[PATCH 3/4] drm/radeon: consolidate uvd/vce initialization, resume and suspend.

Wed Mar 16 18:51:57 UTC 2016

Am 16.03.2016 um 18:43 schrieb Jerome Glisse:
> On Wed, Mar 16, 2016 at 06:06:36PM +0100, Christian König wrote:
>> [SNIP]
>> And as I said that is exactly what you should NOT be doing here. Once the
>> firmware is loaded the block should be kept in that state.
>>
>> Freeing the memory allocated for the firmware is also not a good idea at all
>> because we don't know who exactly is accessing it.
> And what i am saying is that block is not responding so it does not matter
> what memory endup there as it only try to read from the firmware afaict.
> So nothing bad will come from that, block is already in non functional
> state what worse can happen ?

That the block is not responding to CPU register accesses just means 
that the SRBM read side interface doesn't work for some reason.

Depending on what the cause is the micro engine usually still happily 
read and write memory when that happens.

When the whole engine is hung you usually don't get working power 
management as well.

>>> [SNIP]
>>>
>>> Again lot simpler to follow control flow than to jump through various level
>>> of if/else. Again uvd and vce tied together (and again i can untie them if
>>> you think it is better to untie them).
>>>
>>> But this time the extra thing is that i properly disable ring if any error
>>> happens while existing code does not.
>> And again that is exactly what we should NOT do.
>>
>> When initialization fails we don't know in which state the ring buffer and
>> micro engines are, so freeing them and giving the space back to be reused in
>> clearly not a good idea.
>>
>> All we should do is clearing the ready flag when something fails to prevent
>> userspace from making command submissions to the failed engine.
> This block only read from that memory ! Never write (unless it modify the fw
> in place which would surprise me). So when block is in bad states it does not
> matter what endup there, block is not processing anything.

No, the memory is quite heavily written as well.
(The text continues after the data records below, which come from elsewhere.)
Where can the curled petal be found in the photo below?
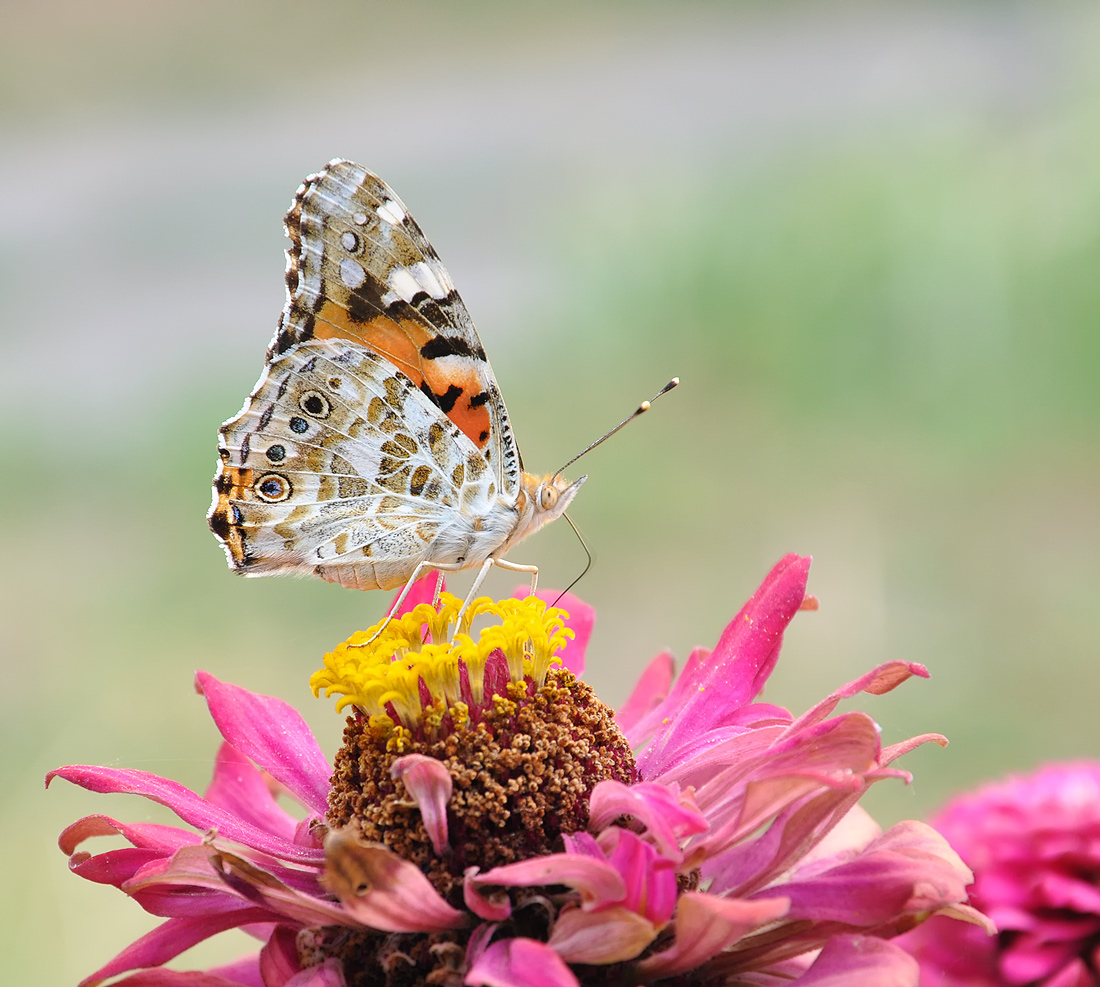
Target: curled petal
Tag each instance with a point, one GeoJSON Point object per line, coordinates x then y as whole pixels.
{"type": "Point", "coordinates": [650, 879]}
{"type": "Point", "coordinates": [848, 960]}
{"type": "Point", "coordinates": [519, 963]}
{"type": "Point", "coordinates": [878, 681]}
{"type": "Point", "coordinates": [272, 734]}
{"type": "Point", "coordinates": [189, 807]}
{"type": "Point", "coordinates": [911, 869]}
{"type": "Point", "coordinates": [595, 879]}
{"type": "Point", "coordinates": [612, 935]}
{"type": "Point", "coordinates": [667, 813]}
{"type": "Point", "coordinates": [382, 890]}
{"type": "Point", "coordinates": [706, 925]}
{"type": "Point", "coordinates": [327, 974]}
{"type": "Point", "coordinates": [429, 785]}
{"type": "Point", "coordinates": [171, 939]}
{"type": "Point", "coordinates": [207, 867]}
{"type": "Point", "coordinates": [144, 835]}
{"type": "Point", "coordinates": [278, 958]}
{"type": "Point", "coordinates": [495, 907]}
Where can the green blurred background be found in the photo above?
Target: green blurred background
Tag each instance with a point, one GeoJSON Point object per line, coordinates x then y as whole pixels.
{"type": "Point", "coordinates": [867, 237]}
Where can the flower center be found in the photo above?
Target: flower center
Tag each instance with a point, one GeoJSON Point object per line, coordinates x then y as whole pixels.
{"type": "Point", "coordinates": [524, 743]}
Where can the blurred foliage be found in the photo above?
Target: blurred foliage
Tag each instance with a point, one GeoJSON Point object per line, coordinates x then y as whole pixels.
{"type": "Point", "coordinates": [889, 339]}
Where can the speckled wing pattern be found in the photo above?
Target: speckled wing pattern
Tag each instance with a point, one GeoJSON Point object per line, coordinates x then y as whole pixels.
{"type": "Point", "coordinates": [360, 269]}
{"type": "Point", "coordinates": [376, 418]}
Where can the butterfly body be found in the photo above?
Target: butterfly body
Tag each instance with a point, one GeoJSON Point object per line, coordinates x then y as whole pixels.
{"type": "Point", "coordinates": [376, 440]}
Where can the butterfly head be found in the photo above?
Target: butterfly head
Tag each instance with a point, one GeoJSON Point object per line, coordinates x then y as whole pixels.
{"type": "Point", "coordinates": [542, 500]}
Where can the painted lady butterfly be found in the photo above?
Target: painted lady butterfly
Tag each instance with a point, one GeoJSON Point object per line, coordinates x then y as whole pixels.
{"type": "Point", "coordinates": [375, 445]}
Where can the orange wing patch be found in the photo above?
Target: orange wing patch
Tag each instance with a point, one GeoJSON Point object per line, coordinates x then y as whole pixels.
{"type": "Point", "coordinates": [451, 376]}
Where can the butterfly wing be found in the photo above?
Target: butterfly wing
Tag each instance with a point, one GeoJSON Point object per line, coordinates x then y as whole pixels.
{"type": "Point", "coordinates": [360, 269]}
{"type": "Point", "coordinates": [340, 465]}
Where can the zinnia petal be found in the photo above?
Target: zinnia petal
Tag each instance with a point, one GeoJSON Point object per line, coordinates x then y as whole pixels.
{"type": "Point", "coordinates": [706, 925]}
{"type": "Point", "coordinates": [189, 807]}
{"type": "Point", "coordinates": [613, 935]}
{"type": "Point", "coordinates": [864, 960]}
{"type": "Point", "coordinates": [649, 691]}
{"type": "Point", "coordinates": [519, 963]}
{"type": "Point", "coordinates": [429, 785]}
{"type": "Point", "coordinates": [272, 734]}
{"type": "Point", "coordinates": [382, 890]}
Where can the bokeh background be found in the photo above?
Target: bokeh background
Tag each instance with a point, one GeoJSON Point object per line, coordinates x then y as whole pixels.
{"type": "Point", "coordinates": [867, 237]}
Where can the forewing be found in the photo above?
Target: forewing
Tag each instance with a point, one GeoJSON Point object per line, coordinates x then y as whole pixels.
{"type": "Point", "coordinates": [339, 465]}
{"type": "Point", "coordinates": [360, 269]}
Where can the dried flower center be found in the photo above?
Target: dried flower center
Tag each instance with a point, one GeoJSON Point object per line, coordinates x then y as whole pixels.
{"type": "Point", "coordinates": [523, 742]}
{"type": "Point", "coordinates": [521, 777]}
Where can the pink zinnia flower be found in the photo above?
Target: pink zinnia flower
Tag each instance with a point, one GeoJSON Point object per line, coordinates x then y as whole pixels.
{"type": "Point", "coordinates": [490, 822]}
{"type": "Point", "coordinates": [1034, 845]}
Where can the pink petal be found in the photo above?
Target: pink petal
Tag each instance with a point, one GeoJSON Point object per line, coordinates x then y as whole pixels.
{"type": "Point", "coordinates": [422, 591]}
{"type": "Point", "coordinates": [595, 879]}
{"type": "Point", "coordinates": [650, 879]}
{"type": "Point", "coordinates": [494, 907]}
{"type": "Point", "coordinates": [239, 788]}
{"type": "Point", "coordinates": [910, 869]}
{"type": "Point", "coordinates": [382, 890]}
{"type": "Point", "coordinates": [479, 942]}
{"type": "Point", "coordinates": [145, 835]}
{"type": "Point", "coordinates": [878, 681]}
{"type": "Point", "coordinates": [191, 809]}
{"type": "Point", "coordinates": [244, 971]}
{"type": "Point", "coordinates": [327, 974]}
{"type": "Point", "coordinates": [519, 963]}
{"type": "Point", "coordinates": [582, 618]}
{"type": "Point", "coordinates": [114, 867]}
{"type": "Point", "coordinates": [612, 935]}
{"type": "Point", "coordinates": [713, 687]}
{"type": "Point", "coordinates": [272, 734]}
{"type": "Point", "coordinates": [171, 939]}
{"type": "Point", "coordinates": [220, 977]}
{"type": "Point", "coordinates": [667, 814]}
{"type": "Point", "coordinates": [429, 785]}
{"type": "Point", "coordinates": [649, 691]}
{"type": "Point", "coordinates": [278, 958]}
{"type": "Point", "coordinates": [1074, 974]}
{"type": "Point", "coordinates": [215, 869]}
{"type": "Point", "coordinates": [706, 925]}
{"type": "Point", "coordinates": [848, 960]}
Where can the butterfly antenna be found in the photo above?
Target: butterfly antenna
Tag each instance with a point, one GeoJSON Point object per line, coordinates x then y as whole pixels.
{"type": "Point", "coordinates": [587, 565]}
{"type": "Point", "coordinates": [640, 409]}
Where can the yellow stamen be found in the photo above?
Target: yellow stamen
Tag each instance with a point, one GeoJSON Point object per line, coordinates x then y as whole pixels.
{"type": "Point", "coordinates": [384, 678]}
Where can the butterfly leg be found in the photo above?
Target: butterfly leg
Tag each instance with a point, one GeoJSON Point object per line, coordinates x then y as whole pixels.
{"type": "Point", "coordinates": [421, 567]}
{"type": "Point", "coordinates": [488, 563]}
{"type": "Point", "coordinates": [515, 567]}
{"type": "Point", "coordinates": [479, 579]}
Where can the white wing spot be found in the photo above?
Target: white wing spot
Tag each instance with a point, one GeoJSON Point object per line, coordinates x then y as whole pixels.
{"type": "Point", "coordinates": [441, 274]}
{"type": "Point", "coordinates": [391, 212]}
{"type": "Point", "coordinates": [402, 281]}
{"type": "Point", "coordinates": [352, 273]}
{"type": "Point", "coordinates": [426, 277]}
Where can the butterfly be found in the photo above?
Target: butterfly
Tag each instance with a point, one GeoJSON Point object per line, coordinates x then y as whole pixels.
{"type": "Point", "coordinates": [375, 445]}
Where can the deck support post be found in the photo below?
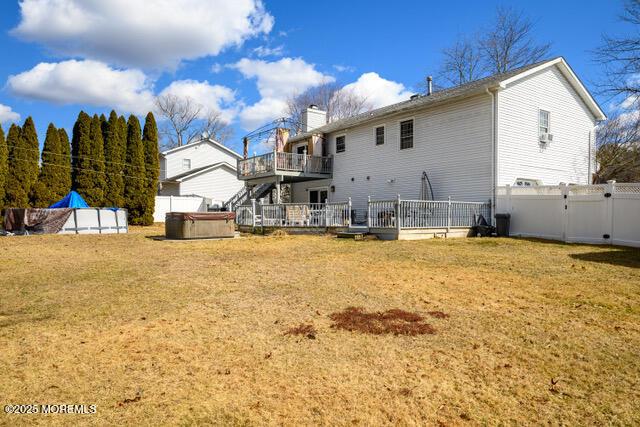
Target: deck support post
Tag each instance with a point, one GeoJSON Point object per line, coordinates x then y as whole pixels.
{"type": "Point", "coordinates": [368, 212]}
{"type": "Point", "coordinates": [254, 213]}
{"type": "Point", "coordinates": [398, 216]}
{"type": "Point", "coordinates": [449, 214]}
{"type": "Point", "coordinates": [278, 181]}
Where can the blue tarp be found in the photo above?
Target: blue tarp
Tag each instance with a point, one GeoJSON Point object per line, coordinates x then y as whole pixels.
{"type": "Point", "coordinates": [71, 200]}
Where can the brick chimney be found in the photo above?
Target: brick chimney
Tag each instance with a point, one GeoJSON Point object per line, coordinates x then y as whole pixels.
{"type": "Point", "coordinates": [313, 118]}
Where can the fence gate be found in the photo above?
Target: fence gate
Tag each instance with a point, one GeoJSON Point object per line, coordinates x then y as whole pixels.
{"type": "Point", "coordinates": [603, 213]}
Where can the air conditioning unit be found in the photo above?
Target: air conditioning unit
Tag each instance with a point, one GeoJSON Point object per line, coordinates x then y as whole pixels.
{"type": "Point", "coordinates": [546, 138]}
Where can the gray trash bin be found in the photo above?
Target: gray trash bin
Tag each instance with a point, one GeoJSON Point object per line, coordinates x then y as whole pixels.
{"type": "Point", "coordinates": [502, 224]}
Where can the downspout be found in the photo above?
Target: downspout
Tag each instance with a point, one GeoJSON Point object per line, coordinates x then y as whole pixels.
{"type": "Point", "coordinates": [494, 151]}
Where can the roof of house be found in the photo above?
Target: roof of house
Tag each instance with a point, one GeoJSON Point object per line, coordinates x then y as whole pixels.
{"type": "Point", "coordinates": [197, 171]}
{"type": "Point", "coordinates": [458, 92]}
{"type": "Point", "coordinates": [202, 141]}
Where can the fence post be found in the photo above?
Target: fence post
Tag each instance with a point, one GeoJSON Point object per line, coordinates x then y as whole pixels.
{"type": "Point", "coordinates": [609, 191]}
{"type": "Point", "coordinates": [253, 213]}
{"type": "Point", "coordinates": [564, 191]}
{"type": "Point", "coordinates": [398, 216]}
{"type": "Point", "coordinates": [449, 214]}
{"type": "Point", "coordinates": [368, 212]}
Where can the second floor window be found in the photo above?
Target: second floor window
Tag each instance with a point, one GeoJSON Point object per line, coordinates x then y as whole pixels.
{"type": "Point", "coordinates": [544, 122]}
{"type": "Point", "coordinates": [380, 135]}
{"type": "Point", "coordinates": [406, 134]}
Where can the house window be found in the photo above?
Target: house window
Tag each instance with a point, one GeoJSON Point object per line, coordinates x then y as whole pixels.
{"type": "Point", "coordinates": [544, 122]}
{"type": "Point", "coordinates": [406, 134]}
{"type": "Point", "coordinates": [379, 131]}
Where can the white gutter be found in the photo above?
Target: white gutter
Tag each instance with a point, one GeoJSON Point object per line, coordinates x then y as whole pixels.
{"type": "Point", "coordinates": [494, 151]}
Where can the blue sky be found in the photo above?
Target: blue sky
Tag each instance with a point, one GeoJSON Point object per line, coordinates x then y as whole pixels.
{"type": "Point", "coordinates": [242, 56]}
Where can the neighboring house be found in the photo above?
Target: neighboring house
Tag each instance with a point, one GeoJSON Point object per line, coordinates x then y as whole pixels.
{"type": "Point", "coordinates": [530, 126]}
{"type": "Point", "coordinates": [203, 168]}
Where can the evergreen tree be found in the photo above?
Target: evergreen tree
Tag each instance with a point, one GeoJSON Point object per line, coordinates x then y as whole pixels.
{"type": "Point", "coordinates": [152, 166]}
{"type": "Point", "coordinates": [115, 150]}
{"type": "Point", "coordinates": [24, 153]}
{"type": "Point", "coordinates": [134, 173]}
{"type": "Point", "coordinates": [81, 148]}
{"type": "Point", "coordinates": [97, 162]}
{"type": "Point", "coordinates": [52, 183]}
{"type": "Point", "coordinates": [65, 160]}
{"type": "Point", "coordinates": [4, 166]}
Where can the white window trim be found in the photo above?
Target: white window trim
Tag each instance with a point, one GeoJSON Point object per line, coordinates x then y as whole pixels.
{"type": "Point", "coordinates": [540, 110]}
{"type": "Point", "coordinates": [318, 189]}
{"type": "Point", "coordinates": [400, 133]}
{"type": "Point", "coordinates": [335, 143]}
{"type": "Point", "coordinates": [375, 136]}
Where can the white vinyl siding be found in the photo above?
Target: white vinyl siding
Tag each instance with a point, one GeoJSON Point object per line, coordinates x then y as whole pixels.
{"type": "Point", "coordinates": [520, 154]}
{"type": "Point", "coordinates": [451, 142]}
{"type": "Point", "coordinates": [219, 184]}
{"type": "Point", "coordinates": [200, 154]}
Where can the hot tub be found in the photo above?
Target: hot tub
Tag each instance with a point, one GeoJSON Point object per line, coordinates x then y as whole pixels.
{"type": "Point", "coordinates": [199, 225]}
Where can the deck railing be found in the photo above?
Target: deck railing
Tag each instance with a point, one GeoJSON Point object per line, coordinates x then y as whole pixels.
{"type": "Point", "coordinates": [419, 214]}
{"type": "Point", "coordinates": [270, 163]}
{"type": "Point", "coordinates": [315, 215]}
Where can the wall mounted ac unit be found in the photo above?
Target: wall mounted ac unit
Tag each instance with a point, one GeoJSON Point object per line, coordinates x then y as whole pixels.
{"type": "Point", "coordinates": [546, 138]}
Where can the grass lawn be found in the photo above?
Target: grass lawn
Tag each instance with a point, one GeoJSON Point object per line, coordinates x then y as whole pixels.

Only BAR0 is code, BAR1 
is the heap and BAR2 the stack of the micro engine.

Those are usually heavily accessed by the interrupt handlers even when 
the engine is completely stuck otherwise.

The only way I know to prevent that is to stall the both the register as 
well as the memory bus, wait for a moment and then put the micro engine 
into soft reset. See uvd_v1_0_stop() how that is done.

But as I said after that you can usually forget power management as well.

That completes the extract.